Wassermangel ist ein existenzielles Problem. Dabei enthält allein die Erdatmosphäre eine Trilliarde Liter Wasser. Doch wie an diese lebenswichtige Ressource herankommen? Ein Forscherteam aus Kalifornien hat die Antwort gefunden - sie liegt in einer Kiste, ein paar Kabeln und einem grauen Pulver.

Von Arndt Reuning |
    Im Oktober 2017 verlässt Markus Kalmutzki die oft nebelverhangene Bucht von San Francisco. Zusammen mit anderen Mitgliedern aus der Arbeitsgruppe von Professor Omar Yaghi bricht er auf in die knochentrockene Wüste von Arizona. Eine andere Klimazone, eine andere Landschaft.
    "Das ist alles bloß noch Sand und Gestein. Hier und da mal ein vertrockneter Busch. Alles, was dort wächst, ist wirklich nur durch künstliche Bewässerung möglich. Man hat tagsüber eine Luftfeuchtigkeit von fünf Prozent. Zum Vergleich: Das Klima, das wir uns im Haus wünschen, sind so zirka vierzig Prozent Luftfeuchtigkeit."
    Praxistest im Steingarten
    Mit dabei haben die jungen Wissenschaftler der University of California in Berkeley eine merkwürdige Kiste aus Plexiglas, in ihrem Inneren ein zweiter Kasten, ein Behälter mit einem grauen Pulver. Dieses Gepäckstück bringen sie in ein Haus in einem Vorort von Phoenix. Im Steingarten hinter dem Gebäude verkabeln sie die Kiste, durch eine Wand geschützt vor neugierigen Blicken.

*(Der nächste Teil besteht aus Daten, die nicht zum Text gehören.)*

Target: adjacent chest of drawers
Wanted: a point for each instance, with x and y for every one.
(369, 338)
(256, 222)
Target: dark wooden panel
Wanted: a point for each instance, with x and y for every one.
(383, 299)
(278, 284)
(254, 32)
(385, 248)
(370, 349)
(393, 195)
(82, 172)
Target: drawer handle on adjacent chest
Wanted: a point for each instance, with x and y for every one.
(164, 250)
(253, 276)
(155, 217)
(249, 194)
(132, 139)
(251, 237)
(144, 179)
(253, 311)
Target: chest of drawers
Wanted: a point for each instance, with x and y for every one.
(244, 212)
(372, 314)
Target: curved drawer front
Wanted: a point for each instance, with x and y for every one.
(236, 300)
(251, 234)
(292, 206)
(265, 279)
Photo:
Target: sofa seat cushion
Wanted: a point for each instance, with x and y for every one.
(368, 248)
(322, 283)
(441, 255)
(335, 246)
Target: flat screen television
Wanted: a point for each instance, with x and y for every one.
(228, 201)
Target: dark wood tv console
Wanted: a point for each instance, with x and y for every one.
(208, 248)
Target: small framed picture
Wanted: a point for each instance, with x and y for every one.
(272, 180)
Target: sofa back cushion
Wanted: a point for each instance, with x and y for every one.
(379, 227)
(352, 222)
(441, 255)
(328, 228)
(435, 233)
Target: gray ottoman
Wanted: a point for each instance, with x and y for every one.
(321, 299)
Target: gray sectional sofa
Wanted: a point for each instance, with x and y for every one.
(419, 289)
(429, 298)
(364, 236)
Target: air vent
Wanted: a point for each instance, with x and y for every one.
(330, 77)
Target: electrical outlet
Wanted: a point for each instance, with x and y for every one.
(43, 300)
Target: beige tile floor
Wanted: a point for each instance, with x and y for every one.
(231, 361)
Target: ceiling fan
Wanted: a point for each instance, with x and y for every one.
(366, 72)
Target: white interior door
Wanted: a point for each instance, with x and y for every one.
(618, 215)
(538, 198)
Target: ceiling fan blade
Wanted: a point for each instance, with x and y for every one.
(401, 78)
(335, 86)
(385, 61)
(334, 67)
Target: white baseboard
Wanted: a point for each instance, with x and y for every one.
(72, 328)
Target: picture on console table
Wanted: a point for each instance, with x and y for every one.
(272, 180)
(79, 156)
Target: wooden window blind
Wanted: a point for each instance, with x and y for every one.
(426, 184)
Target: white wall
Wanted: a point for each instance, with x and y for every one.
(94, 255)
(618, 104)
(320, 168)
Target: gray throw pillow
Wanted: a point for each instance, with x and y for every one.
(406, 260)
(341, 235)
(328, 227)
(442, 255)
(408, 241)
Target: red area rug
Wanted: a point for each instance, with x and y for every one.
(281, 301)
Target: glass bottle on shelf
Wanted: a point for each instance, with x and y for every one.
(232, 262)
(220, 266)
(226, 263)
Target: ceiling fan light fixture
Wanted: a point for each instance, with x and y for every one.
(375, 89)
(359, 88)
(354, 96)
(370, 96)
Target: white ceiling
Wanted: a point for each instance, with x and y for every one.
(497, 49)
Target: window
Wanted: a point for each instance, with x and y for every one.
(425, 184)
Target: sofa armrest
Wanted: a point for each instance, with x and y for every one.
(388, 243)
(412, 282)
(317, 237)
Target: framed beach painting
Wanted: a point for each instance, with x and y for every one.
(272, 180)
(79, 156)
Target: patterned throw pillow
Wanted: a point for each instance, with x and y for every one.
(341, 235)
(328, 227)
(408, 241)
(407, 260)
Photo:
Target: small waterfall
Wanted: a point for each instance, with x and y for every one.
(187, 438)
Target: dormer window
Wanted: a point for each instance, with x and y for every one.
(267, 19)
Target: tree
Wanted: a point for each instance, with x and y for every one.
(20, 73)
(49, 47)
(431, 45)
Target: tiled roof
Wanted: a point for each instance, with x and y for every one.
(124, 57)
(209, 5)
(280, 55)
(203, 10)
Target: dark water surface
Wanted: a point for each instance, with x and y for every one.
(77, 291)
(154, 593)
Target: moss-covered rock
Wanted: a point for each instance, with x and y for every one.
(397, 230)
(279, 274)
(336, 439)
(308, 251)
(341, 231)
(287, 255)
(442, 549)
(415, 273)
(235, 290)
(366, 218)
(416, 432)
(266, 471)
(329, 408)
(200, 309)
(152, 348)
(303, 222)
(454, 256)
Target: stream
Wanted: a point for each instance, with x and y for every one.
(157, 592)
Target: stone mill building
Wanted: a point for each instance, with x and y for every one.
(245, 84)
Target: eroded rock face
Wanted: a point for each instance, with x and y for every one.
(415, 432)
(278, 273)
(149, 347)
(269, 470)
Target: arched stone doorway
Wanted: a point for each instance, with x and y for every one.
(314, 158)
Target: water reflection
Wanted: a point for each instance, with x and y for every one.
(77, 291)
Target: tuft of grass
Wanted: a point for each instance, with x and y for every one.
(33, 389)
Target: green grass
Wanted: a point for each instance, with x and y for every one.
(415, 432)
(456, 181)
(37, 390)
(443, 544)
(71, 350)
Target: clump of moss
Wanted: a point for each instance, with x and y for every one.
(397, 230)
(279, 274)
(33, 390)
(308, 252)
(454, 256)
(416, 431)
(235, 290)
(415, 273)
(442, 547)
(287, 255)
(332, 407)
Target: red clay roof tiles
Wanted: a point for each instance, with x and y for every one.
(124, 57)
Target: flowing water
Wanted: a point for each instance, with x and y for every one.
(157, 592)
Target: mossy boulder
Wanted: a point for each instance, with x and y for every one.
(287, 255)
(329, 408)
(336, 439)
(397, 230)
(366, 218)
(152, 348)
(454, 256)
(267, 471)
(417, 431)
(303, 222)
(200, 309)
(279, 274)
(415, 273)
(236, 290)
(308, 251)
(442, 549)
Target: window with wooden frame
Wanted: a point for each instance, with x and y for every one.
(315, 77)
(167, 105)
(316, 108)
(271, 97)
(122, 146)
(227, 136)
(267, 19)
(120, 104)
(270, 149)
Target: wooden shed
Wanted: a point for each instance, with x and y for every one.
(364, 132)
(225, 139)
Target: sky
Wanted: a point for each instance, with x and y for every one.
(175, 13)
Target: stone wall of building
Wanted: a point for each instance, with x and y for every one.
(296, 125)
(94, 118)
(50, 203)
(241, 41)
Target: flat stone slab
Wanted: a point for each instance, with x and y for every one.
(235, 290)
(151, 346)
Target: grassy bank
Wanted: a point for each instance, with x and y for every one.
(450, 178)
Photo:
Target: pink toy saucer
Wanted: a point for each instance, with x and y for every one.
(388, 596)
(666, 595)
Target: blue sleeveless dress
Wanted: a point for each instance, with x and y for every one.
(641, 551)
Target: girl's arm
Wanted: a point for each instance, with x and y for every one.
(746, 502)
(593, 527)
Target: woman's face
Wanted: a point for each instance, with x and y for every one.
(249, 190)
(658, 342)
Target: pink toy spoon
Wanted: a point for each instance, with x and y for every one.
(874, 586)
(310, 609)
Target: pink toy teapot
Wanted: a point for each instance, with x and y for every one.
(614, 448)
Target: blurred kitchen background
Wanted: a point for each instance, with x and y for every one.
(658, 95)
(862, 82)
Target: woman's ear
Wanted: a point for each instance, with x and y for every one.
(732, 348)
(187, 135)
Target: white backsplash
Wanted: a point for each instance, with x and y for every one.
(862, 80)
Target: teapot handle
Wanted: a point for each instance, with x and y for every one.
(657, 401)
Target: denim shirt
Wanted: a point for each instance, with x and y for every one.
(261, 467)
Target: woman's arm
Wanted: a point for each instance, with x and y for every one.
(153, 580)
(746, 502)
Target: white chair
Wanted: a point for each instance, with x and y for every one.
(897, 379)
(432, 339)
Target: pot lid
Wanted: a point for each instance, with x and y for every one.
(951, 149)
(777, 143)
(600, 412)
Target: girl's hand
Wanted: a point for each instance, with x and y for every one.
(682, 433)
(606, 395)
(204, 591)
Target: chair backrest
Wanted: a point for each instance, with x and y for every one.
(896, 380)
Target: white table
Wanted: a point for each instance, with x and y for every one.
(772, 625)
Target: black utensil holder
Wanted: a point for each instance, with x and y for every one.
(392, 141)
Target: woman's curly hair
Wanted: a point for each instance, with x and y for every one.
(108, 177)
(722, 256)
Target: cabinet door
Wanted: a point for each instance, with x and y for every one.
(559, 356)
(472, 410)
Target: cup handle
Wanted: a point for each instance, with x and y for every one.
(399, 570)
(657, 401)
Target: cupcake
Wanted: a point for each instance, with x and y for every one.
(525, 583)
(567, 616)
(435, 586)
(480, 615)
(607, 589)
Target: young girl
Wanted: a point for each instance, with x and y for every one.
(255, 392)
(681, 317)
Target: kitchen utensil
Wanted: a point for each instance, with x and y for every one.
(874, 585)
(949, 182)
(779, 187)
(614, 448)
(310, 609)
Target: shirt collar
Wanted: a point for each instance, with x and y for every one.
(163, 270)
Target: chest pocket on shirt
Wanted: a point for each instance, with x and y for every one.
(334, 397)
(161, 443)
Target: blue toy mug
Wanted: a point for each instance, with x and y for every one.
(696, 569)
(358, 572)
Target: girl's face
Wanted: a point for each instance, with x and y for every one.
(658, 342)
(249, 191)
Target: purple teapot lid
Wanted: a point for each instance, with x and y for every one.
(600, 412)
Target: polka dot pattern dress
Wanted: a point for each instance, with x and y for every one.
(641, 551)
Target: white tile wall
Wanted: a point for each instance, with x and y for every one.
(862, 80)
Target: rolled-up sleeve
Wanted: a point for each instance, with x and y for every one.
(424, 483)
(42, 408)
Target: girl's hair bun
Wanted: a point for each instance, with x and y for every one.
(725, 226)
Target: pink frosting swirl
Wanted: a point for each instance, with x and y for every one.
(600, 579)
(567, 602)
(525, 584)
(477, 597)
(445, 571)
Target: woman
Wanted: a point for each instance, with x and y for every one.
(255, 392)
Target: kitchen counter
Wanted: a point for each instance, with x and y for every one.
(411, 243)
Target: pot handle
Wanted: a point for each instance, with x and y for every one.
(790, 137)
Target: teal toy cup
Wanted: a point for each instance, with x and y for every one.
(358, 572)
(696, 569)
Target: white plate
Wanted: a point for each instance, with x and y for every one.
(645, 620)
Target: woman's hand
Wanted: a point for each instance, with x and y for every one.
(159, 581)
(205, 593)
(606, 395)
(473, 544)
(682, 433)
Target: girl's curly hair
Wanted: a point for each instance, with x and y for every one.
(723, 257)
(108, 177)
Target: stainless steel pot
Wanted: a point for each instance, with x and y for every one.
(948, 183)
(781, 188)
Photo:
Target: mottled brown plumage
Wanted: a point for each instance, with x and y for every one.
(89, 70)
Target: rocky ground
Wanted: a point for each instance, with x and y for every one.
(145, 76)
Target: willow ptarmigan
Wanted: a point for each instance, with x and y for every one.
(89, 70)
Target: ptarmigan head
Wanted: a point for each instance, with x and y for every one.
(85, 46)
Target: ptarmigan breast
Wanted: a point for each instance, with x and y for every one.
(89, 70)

    "Weil es natürlich etwas komisch ist, wenn man mit einem Kasten, in dem Kabel für die Sensorik liegen, irgendwo in der Wüste steht. Das war uns ein bisschen zu heikel. Deshalb haben wir das auf einem Privatgelände durchgeführt."
    Bei der Kiste handelte es sich um ein Gerät, das Wasser aus der Luft abscheiden kann. Gedacht ist es für trockene Wüstenregionen fern der Meeresküste. Die Verkabelung dient bloß der Erfassung von Messwerten. Auf eine Stromquelle ist der Wasserfänger nicht angewiesen. Möglich macht das jenes graue Pulver im Inneren des Kastens - eine Metall-organische Gerüstsubstanz, auf Englisch Metall Organic Framework, oder kurz MOF.
    Ein Material wie ein Schwamm
    "Das ist einfach ein Pulver. Es könnte auch einfach Sand sein, feiner Sand. Aber das Besondere ist, dass auf mikroskopischer Ebene eben das Material nur aus Hohlräumen besteht. Das heißt, es ist aufgebaut wie ein Schwamm. Und genau wie man das von Schwämmen kennt: Sie nehmen Wasser auf und speichern das Wasser in sich. Und genauso funktioniert das auch mit den Metall Organic Frameworks: Die nehmen das Wasser aus der Luft auf, die haben eine hohe Affinität für das Wasser. Und dann kann man das eben unter gegebenen Bedingungen wieder freisetzen."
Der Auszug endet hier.